Menjadi manusia berarti menyadari peran kita sebagai makhluk dinamis dalam hubungan dengan Wujud Mandiri, yaitu Allah SWT. Ini mengimplikasikan bahwa untuk benar-benar menjadi manusia, kita harus mengenali keterbatasan kita dan kebutuhan kita terhadap Wujud Mandiri. Dalam wujud dinamis kita, kita memiliki permulaan dan akhir, kita berubah dan berkembang, tetapi semua ini bergantung pada sesuatu yang lebih besar---yang tidak berubah, yang kekal.
Menjadi manusia juga berarti mengakui tanggung jawab eksistensial kita.
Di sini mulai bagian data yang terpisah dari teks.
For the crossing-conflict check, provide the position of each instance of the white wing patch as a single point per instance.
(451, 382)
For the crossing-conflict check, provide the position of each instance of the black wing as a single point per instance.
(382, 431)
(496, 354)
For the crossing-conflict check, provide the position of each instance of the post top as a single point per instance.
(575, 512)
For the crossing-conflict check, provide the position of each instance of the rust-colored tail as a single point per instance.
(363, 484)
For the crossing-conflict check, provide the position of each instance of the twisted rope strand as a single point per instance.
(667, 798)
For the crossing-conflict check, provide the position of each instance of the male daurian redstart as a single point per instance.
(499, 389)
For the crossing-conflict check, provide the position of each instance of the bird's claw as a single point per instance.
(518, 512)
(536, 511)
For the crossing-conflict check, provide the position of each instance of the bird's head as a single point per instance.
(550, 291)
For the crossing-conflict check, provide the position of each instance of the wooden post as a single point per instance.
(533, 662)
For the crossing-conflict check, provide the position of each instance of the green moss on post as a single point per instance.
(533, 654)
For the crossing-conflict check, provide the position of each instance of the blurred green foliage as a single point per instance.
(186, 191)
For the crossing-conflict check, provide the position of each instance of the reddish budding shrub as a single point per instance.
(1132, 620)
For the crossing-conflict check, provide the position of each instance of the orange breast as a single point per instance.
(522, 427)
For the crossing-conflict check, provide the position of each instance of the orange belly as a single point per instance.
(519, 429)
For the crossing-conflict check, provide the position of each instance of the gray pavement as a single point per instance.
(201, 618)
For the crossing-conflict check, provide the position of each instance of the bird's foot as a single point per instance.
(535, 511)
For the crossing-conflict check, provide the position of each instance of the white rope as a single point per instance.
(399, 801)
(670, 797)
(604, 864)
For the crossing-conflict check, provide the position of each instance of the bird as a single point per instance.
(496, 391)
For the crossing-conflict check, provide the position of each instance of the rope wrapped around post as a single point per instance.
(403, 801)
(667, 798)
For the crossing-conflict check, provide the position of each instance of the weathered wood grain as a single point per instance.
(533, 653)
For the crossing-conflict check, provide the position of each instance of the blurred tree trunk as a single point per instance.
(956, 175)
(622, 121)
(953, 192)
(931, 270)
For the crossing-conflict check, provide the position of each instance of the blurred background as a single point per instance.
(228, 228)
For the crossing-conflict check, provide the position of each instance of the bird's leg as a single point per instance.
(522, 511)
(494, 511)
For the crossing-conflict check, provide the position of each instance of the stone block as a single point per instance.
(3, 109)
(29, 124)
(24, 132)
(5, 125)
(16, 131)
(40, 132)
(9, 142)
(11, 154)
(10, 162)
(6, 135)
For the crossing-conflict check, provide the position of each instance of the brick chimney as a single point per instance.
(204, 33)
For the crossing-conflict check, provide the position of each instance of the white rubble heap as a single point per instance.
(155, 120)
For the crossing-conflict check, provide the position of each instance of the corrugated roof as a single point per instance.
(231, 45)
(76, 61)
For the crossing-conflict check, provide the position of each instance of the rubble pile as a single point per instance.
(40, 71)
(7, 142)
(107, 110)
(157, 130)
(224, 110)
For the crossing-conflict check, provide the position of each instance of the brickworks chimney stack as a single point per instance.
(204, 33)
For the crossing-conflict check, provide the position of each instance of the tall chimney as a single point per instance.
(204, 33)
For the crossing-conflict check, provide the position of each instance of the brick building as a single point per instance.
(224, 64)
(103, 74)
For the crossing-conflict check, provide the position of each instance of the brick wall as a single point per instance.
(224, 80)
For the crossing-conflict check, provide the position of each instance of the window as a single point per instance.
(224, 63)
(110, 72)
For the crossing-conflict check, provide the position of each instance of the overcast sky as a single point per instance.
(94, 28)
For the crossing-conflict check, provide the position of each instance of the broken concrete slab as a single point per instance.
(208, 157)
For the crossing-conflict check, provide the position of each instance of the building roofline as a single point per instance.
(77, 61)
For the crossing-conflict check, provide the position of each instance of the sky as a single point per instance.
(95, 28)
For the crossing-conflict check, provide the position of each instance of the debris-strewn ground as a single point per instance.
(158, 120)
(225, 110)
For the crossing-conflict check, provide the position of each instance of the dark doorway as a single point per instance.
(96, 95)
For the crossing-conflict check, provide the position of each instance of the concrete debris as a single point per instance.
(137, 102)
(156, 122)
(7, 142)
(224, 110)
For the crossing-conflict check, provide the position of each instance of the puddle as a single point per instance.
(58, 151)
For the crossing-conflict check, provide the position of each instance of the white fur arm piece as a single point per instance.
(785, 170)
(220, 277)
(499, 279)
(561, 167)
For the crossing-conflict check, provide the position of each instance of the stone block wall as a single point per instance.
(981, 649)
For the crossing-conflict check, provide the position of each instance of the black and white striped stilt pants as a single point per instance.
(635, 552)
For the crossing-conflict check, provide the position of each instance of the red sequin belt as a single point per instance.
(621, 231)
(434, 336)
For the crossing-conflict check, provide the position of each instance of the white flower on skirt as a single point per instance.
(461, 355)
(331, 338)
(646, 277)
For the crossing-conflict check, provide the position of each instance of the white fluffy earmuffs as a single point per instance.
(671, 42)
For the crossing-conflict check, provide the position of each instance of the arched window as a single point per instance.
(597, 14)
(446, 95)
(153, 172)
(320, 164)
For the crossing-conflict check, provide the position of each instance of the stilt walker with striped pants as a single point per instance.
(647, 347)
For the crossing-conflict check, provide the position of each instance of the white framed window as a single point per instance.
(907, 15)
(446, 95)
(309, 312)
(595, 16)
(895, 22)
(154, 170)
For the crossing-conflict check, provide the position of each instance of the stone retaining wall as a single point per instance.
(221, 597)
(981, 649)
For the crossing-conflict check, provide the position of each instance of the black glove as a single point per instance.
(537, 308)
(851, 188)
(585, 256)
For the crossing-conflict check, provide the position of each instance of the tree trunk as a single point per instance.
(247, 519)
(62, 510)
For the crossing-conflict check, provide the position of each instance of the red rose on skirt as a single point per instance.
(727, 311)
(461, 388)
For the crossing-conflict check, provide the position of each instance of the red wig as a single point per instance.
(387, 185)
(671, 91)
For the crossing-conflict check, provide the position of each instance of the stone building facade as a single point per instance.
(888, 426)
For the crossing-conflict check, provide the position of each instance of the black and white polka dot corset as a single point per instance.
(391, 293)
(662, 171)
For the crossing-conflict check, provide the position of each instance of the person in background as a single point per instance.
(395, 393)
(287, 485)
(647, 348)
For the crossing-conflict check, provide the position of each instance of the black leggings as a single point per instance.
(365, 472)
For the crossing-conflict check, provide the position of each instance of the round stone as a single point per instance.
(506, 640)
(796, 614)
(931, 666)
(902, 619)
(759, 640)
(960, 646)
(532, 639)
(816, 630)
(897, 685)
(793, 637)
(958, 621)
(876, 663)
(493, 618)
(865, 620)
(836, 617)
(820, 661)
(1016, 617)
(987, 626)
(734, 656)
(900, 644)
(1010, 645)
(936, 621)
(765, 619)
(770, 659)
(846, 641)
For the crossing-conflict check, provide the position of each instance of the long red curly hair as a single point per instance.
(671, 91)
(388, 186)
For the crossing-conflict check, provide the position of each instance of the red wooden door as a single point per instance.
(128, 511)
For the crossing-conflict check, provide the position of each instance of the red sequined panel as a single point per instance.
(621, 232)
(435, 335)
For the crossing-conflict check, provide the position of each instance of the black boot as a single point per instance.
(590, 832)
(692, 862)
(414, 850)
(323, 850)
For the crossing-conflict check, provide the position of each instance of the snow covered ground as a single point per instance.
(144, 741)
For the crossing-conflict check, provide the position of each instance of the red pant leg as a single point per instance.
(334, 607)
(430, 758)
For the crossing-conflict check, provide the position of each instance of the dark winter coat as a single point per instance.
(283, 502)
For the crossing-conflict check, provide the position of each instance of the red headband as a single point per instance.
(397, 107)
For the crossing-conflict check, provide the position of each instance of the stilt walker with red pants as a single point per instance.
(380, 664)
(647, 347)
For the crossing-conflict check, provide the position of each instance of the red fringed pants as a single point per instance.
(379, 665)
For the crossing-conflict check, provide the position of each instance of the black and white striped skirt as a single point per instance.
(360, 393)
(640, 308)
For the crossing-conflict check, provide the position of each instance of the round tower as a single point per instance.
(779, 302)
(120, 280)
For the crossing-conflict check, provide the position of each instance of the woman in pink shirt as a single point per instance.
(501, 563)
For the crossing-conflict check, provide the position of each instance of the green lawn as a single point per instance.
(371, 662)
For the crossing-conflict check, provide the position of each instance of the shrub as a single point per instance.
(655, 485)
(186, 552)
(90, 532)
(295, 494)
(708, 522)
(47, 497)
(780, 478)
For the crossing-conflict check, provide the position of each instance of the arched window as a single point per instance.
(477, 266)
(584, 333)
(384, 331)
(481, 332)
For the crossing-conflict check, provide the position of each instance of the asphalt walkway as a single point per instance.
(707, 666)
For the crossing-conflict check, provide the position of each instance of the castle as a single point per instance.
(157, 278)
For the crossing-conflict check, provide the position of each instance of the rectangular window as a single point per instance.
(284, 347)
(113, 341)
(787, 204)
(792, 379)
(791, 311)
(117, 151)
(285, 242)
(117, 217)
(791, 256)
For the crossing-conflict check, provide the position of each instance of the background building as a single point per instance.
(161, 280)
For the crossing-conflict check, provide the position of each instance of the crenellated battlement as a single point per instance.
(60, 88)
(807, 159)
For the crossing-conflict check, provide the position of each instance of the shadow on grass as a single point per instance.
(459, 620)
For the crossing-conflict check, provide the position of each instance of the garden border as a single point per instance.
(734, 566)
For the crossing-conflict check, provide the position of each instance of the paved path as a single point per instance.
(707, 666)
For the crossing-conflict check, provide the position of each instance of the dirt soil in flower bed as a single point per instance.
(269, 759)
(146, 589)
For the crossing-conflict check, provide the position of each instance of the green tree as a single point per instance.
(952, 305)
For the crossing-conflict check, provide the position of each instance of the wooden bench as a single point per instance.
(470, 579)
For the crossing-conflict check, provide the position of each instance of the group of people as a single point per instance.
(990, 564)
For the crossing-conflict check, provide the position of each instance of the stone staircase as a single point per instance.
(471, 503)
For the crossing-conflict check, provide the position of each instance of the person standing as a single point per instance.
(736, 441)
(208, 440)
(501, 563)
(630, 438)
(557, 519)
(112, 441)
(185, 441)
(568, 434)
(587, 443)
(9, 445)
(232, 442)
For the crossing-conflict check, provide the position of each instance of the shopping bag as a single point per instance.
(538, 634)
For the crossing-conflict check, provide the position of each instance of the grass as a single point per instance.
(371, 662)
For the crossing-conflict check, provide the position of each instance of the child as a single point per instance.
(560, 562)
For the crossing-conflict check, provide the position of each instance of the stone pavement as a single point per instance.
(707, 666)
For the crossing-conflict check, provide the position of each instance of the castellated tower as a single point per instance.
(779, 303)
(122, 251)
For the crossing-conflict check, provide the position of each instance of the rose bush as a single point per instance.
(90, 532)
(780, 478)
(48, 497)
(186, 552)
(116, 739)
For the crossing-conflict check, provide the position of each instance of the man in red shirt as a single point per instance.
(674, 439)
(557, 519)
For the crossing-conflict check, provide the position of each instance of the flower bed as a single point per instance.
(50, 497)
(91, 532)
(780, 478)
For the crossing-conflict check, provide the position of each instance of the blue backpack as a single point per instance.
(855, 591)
Kita tidak hanya ada untuk diri kita sendiri tetapi untuk menjalankan peran yang ditetapkan oleh Wujud Mandiri. Ketika kita mengatakan "kini saatnya aku menjadi manusia," kita mengakui bahwa kita siap untuk memahami tujuan keberadaan kita, yaitu hidup sesuai dengan fitrah kita, menjalani kehidupan yang sesuai dengan kehendak Tuhan, dan menyadari bahwa segala sesuatu yang kita lakukan harus berorientasi pada kebenaran dan kehendak-Nya.
Dengan kata lain, menjadi manusia sepenuhnya berarti melangkah ke dalam kesadaran spiritual dan eksistensial yang lebih tinggi. Ini adalah saat kita mulai melihat hidup kita dalam perspektif yang lebih luas, memahami keterhubungan kita dengan Tuhan, dan menjalani kehidupan yang bukan hanya berdasarkan keinginan dan kebutuhan material, tetapi juga berdasarkan nilai-nilai moral dan spiritual yang tinggi.
Dalam hal ini menjadi manusia adalah seruan untuk bertindak dan hidup dengan kesadaran penuh akan hubungan kita dengan Tuhan sebagai Wujud Mandiri, dan untuk menjalani kehidupan yang selaras dengan kehendak-Nya. Ini adalah panggilan untuk memanfaatkan kemampuan berpikir, merenung, dan memahami, sehingga kita dapat hidup sebagai makhluk yang benar-benar sadar akan tujuan eksistensialnya.